Le prince Louis n’a pas seulement échoué dans sa tentative, il a été vendu. M. Zangiacomi me disait : « Thiers a fait pour le prince Louis ce qu’il avait fait pour la duchesse de Berry, il l’a acheté. » Le prétendant s’en doutait ; lorsqu’il fut élu président de la République, il voulut s’assurer si ses soupçons étaient fondés ; il se fit remettre son dossier par M. Zangiacomi et, en sa présence, détruisit les lettres qui compromettaient trois de ses anciens compagnons qu’il me serait facile de nommer. Il ne leur garda point rancune, car chacun de ces hommes, qui avaient été en correspondance avec M. Thiers, président du Conseil, avec Gabriel Delessert, préfet de Police, avec Charles de Rémusat, sous-secrétaire d’État au ministère de l’Intérieur, occupa d’importantes situations pendant le Second Empire. Ces dossiers, perçant à jour les menées bonapartistes, d’autres dossiers résultant de l’instruction faite contre des régicides, contre la Société des Communautaires, contre des associations républicaines, que je dois à la bonne grâce de M. Zangiacomi, me permettent de parler avec certitude de quelques événements dont les contemporains n’ont eu qu’une connaissance imparfaite[2].

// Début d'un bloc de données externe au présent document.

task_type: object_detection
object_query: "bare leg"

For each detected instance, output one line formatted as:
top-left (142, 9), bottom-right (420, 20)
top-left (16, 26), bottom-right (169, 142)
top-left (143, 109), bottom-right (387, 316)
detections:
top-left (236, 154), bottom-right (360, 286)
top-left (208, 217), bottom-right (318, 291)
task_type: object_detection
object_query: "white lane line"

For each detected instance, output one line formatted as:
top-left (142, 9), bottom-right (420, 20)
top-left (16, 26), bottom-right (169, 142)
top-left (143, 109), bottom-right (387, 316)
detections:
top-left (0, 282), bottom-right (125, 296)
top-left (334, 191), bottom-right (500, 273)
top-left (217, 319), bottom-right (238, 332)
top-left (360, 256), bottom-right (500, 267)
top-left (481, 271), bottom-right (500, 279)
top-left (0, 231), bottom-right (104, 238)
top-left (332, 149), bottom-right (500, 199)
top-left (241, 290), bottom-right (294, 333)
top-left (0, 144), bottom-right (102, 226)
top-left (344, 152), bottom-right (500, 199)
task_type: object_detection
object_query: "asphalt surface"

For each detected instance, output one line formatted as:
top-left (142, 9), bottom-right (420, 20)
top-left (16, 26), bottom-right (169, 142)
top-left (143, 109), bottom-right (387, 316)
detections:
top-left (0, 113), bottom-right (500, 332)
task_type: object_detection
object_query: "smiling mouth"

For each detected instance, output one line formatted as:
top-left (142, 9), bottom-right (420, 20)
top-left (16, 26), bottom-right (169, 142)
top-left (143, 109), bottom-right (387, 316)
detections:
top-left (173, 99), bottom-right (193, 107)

Le complot, dont Zaba était le principal agent à Paris et que le prince Louis dirigeait de Londres, avait pour objet de provoquer un mouvement militaire qui, à Louis-Philippe, roi constitutionnel, aurait substitué Napoléon II proclamé empereur. Le duc de Reichstadt connaissait-il les efforts

  1. Archives nationales, B. VI, 854 à 880.
  2. Ces dossiers ont été déposés par moi à la réserve de la bibliothèque de l’Institut et font partie de Mon Portefeuille.